Jüdisches Museum: Koschere Gummibären zum Jubiläum

Eine 17-Jährige ist die fünfmillionste Besucherin des Jüdischen Museums. Sie erhielt ein Geschenkpaket und koschere Gummibärchen. Jeder zweite Gast ist unter 30 Jahre alt.

Woran wollen die Nazis einen Juden erkannt haben? „An der Familie“, sagt ein Schüler: „Die haben geschaut, ob die Großeltern auch Juden waren.“ Der junge Mann, der die Klasse durch das Jüdische Museum führt, nickt. Er zeigt auf eine Zeichnung eines antisemitischen Kinderbuchs aus der NS-Zeit . Dort sind noch andere vermeintliche Merkmale genannt: Die sogenannte Judennase, schwarze Haare und der Judenstern. Die Geschichte im Dritten Reich ist nur ein Teil der historischen Dauerausstellung des Jüdischen Museums. Und diese ist seit der Eröffnung des Museums vor sieben Jahren offenbar vor allem unter jungen Leuten außerordentlich beliebt. Museumdirektor W. Michael Blumenthal begrüßte gestern die fünfmillionste Besucherin: eine 17-jährige Schülerin aus Duisburg. Sie bekam ein Geschenkpaket und koschere Gummibären.

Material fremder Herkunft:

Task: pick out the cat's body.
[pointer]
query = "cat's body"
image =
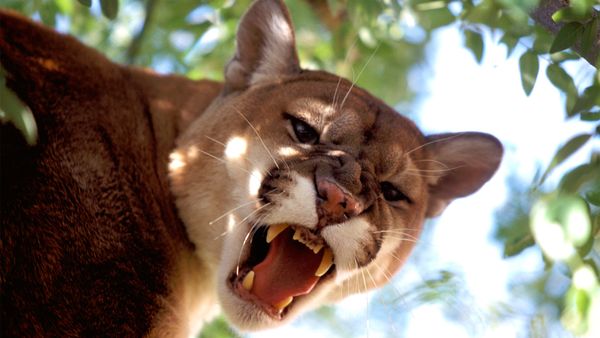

Sarah-Denise Heellmanns ist auf Klassenreise in Berlin. Sie zählt zu den 140 000 unter 18-Jährigen jährlich, die das Jüdische Museum besuchen. Laut Befragungen ist fast jeder zweite Besucher jünger als 30 Jahre. „Ein bemerkenswert junges Publikum für ein historisches Museum“, findet Museumssprecherin Eva Söderman. Sie führt das auf ein starkes Interesse an jüdischer Kultur sowie das innovatives Ausstellungsdesign zurück. Interaktive Führungen, Multimedia und iPods als Audioguides sollen das junge Publikum locken.

Mit 733 000 Besuchern lag das Jüdische Museum 2007 auf Rang fünf der Berliner Museen, Platz eins belegte das Pergamonmuseum mit mehr als 1,3 Millionen Besuchern. Fast zwei Drittel der Besucher kommen aus dem Ausland, vor allem aus Italien, den Niederlanden und den USA. Dabei zieht viele auch die ungewöhnliche Architektur des Baus von Daniel Libeskind an, dessen Grundriss an einen zerbrochenen Davidstern erinnert.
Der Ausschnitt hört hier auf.